Perdu dans les ténèbres, il ne s'était jamais risqué à se lever ni même à s'étirer. Il n'avait jamais osé briser la mélodie des crépitements ainsi que le chuchotis du vent entre les parois du tunnel. Centenaire, son corps avait atteint ses limites depuis bien longtemps. Mais n'en déplaise à son apparence squelettique et à son accoutrement de mendiant, ce vieil homme n'était pas un lépreux. Il ne quémandait ni l'aumône ni la charité des gens. D'ailleurs, comment le pourrait-il ? Rien ne vivait autour de lui. C'était un être abandonné de tous et de lui-même que nous appellerons : « l'égaré ».

–––

Las de se tenir assis, l'égaré avait essayé de s'assoupir contre ses genoux osseux. Mais une fois encore, une force invisible l'avait empêché de s'endormir. Comme il ne pouvait pas sommeiller, il s'occupa alors à fredonner entre ses dents jaunes et gâtées. Du moins, celles qui lui restaient. Puis doucement, il éleva ses bras couverts de taches violacées.

— Combien de temps me reste-t-il ? Y a-t-il un dieu pour m'entendre ?

Qu'espérait-il : un miracle ? Un don du seigneur pour assouvir sa faim ? De toute façon, il ne croyait en aucun dieu et encore moins en l'au-delà. Il ne croyait en rien et en personne. Pourtant, ce fut à ce moment précis qu'un cri déchira le cœur qui gisait dans ses entrailles « Fahhhhhhh ! »

Réanimé par ce hurlement qui percutait les parois et les piliers du tunnel, il avait l'impression de se réapproprier sa conscience. Lorsque ce cri s'estompa, une voix émergea des hauteurs du tunnel.

-- Tu es descendu bien bas pour un vivant !

À ses mots, le vieillard sursauta et son nombril sembla sortir de son ventre comme le bouchon d'un tonneau de chair.

— Qui va là ? demanda-t-il en se recroquevillant. Qui êtes-vous ? Où êtes-vous ?

— Je suis un guide et un disciple ; je suis partout et nulle part.

— Ayez pitié, soyez clément et généreux, quémanda-t-il en rejoignant ses paumes.

— Tu n'es point un mendiant et je ne suis point un donneur d'aumône !

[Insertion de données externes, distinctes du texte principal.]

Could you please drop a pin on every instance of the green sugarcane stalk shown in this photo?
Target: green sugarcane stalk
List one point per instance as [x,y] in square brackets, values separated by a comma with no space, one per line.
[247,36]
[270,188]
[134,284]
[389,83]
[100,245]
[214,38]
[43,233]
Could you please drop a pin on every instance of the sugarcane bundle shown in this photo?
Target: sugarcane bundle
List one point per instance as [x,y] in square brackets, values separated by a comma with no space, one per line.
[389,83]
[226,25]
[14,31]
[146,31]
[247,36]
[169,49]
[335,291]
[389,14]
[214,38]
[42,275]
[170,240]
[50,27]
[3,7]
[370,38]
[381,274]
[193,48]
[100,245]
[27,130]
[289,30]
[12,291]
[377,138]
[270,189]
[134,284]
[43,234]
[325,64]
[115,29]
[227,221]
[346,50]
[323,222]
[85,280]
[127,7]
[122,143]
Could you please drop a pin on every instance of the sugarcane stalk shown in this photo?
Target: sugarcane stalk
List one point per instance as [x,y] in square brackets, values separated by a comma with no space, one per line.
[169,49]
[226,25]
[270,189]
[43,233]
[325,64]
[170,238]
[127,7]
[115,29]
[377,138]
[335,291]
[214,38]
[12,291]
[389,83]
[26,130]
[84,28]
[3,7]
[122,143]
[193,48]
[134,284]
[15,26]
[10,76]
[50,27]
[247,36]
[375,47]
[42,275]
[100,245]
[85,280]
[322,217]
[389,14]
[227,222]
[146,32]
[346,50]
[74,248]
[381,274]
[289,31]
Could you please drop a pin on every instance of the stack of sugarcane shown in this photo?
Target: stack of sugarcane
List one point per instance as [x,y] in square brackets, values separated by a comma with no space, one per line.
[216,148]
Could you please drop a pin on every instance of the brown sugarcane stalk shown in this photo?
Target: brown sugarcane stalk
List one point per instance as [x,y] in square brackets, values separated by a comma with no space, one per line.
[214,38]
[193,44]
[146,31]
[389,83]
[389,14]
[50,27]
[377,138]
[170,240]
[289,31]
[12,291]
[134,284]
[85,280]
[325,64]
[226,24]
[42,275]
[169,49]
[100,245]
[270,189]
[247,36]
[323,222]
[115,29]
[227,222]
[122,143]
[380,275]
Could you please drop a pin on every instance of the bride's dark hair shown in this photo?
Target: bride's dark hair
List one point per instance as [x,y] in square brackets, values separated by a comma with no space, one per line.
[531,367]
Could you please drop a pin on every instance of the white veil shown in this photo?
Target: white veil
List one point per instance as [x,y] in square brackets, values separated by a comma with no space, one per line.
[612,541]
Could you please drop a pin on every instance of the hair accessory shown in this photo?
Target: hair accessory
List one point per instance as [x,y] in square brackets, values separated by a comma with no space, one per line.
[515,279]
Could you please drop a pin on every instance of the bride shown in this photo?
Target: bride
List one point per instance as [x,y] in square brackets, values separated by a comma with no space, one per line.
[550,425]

À ce rugissement, un frisson s'engouffra dans le corps du vieillard. Il n'en avait pas ressenti depuis des lustres.

— Mais qui suis-je dans ce cas ?

— Tu ne seras rien tant que tu ne quitteras point ce tunnel !

— Mais je ne peux point quitter cet endroit.

— Il est grand temps que tu te lèves !

Tandis qu'il allait lui assurer qu'il ne pouvait pas se hisser sur ses vieilles jambes, il éprouva une soudaine légèreté. Le sang ruisselant dans ses veines, il se redressa d'un souffle.